Reprezentacja Polski w składzie Marcin Wróbel, Klemens Joniak, Kacper Tomasiak i Jan Habdas podczas sobotniego konkursu drużynowego na mistrzostwach świata juniorów zdobyła srebrny medal. Po złoto z przewagą 5,9 punktu nad Biało-Czerwonymi sięgnęli Austriacy, a brąz przypadł Słoweńcom. Habdas w nieoficjalnej klasyfikacji indywidualnej był nawet drugi, ale nasz zespół miał również innego zawodnika, który pokazał się z bardzo dobrej strony.
Mowa o Kacprze Tomasiaku, który w zawodach indywidualnych uplasował się tuż za podium i był czwarty. Z kolei w nieoficjalnych wynikach indywidualnych podczas konkursu drużynowego zajął 10. miejsce. 16-latek podczas mistrzostw pokazał równą formę, a to nie pierwsze przebłyski talentu.
Uwaga polskich kibiców i ekspertów skupiała się do tej pory głównie na Janie Habdasie, ale Apoloniusz Tajner podkreśla, że Tomasiak także może być przyszłością polskich skoków. - U Kacpra te skoki technicznie wyglądają lepiej niż u Janka, ale nie ma jeszcze takiej mocy.

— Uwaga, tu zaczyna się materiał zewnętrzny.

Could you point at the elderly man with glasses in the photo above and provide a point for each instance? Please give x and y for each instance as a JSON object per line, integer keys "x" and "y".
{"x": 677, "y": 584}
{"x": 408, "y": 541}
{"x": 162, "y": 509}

Od co najmniej dwóch lat od trenerów słyszę jednak, że Kacper to wybitny talent - podkreślił honorowy prezes Polskiego Związku Narciarskiego w wywiadzie dla WP SportowychFaktów.
Więcej treści sportowych znajdziesz też na Gazeta.pl
Pozostali dwaj z polskiej czwórki, czyli Klemens Joniak i Marcin wróbel zostali indywidualnie sklasyfikowani na 11. i 19 miejscu. Naszych młodych skoczków czeka w niedzielę jeszcze konkurs drużyn mieszanych. Biało-Czerwoni wystąpią w składzie Natalia Słowik, Kacper Tomasiak, Pola Bełtowska i Jan Habdas. Początek o godz. 20:00 czasu polskiego.